Breanne Harris is a 22-year-old student at UC Davis and has lived with Type 1 diabetes since she was four. In those with Type 1 (sometimes called “juvenile”) diabetes, the pancreas doesn’t produce insulin, a hormone that regulates the conversion of glucose (blood sugar) into energy. Instead, the diabetic needs to obtain this vital substance from injections or an insulin pump. Type 1 diabetics walk a perilous tightrope as they juggle food and insulin, aiming for blood sugar readings of between 80 and 150, measured with a tiny, handheld glucose meter.
Many factors influence blood glucose levels. Too much—or not enough—insulin, food or exercise, as well as stress or illness, can easily upset the balance. Sometimes, in spite of the most diligent management, blood sugar runs dangerously high or low for no apparent reason, and this can have serious health consequences. Blood sugar that runs high over an extended period of time can damage vision, organs and limbs, so the diabetic tries to keep blood glucose as close to the “normal” range as possible. But vigilance can inadvertently lead to episodes of hypoglycemia, or “lows,” that result in unconsciousness, seizure, coma and even death; the lower the individual’s blood sugar goes, the less able he or she is to take the steps needed to raise it to a safe level.
Here’s where the hypoglycemia-detecting service dog can make a life-or-death difference. Dogs4Diabetics (D4D), a nonprofit organization based in Concord, Calif., is pioneering cutting-edge work with service dogs trained to alert their people or handlers to impending hypoglycemia. D4D founder Mark Ruefenacht first made the connection between dogs and diabetes eight years ago while training a puppy for Guide Dogs for the Blind.

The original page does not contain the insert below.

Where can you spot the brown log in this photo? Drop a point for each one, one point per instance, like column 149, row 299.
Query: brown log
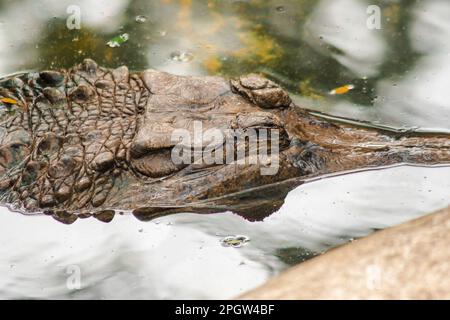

One night, the puppy’s urgent whining awoke him. Mark, a diabetic, recognized the signs that his blood sugar was dropping rapidly. He also realized that the puppy had somehow detected the impending low. Trained in forensic metrology (the science of measurement), Mark began to explore the possibility of teaching dogs to detect low blood sugar. “We spent the next five years doing a lot of research to figure out how we could start a program,” he explains. “No medical instrument in the world can do what the dogs are doing with their noses.”
D4D dogs are generally career-change dogs from Guide Dogs for the Blind in nearby San Rafael, Calif. The dogs are highly trained by the time they arrive at D4D, and the intensive, specialized instruction they then receive, similar to the training for drug-detecting dogs, is customized to each dog’s learning strength. Without going into specific protocols, trainer Blancette Reynolds describes the “fluidity” that is essential to successful training: “Anything you do with any living creature is fluid, a work in progress. Sometimes I will modify my particular response to reinforce a particular behavior. And the criterion for each dog is a little different; for example, the bar is lower for a new dog.” The dogs’ training is so specific and comprehensive that they learn to expect a reward only after their handler or person has pulled out the glucose meter, tested his or her blood sugar, and gotten something to eat or drink. Only then do they receive that rewarding bit of kibble.
D4D dogs are trained to alert their handler when they detect a scent on the breath or in the sweat of someone whose blood glucose is dropping rapidly. The dogs can detect the scent from anyone nearby who might be “going low,” although they are trained to only alert their handler. The dogs graduate from the program when they can detect the scent with a 95 percent accuracy rate from across a room. Each dog alerts his handler with unique body language. After picking up the scent by snuffling loudly and inhaling as many telltale molecules as possible, Destiny alerts Harris by placing her paws on Harris’s lap or chest.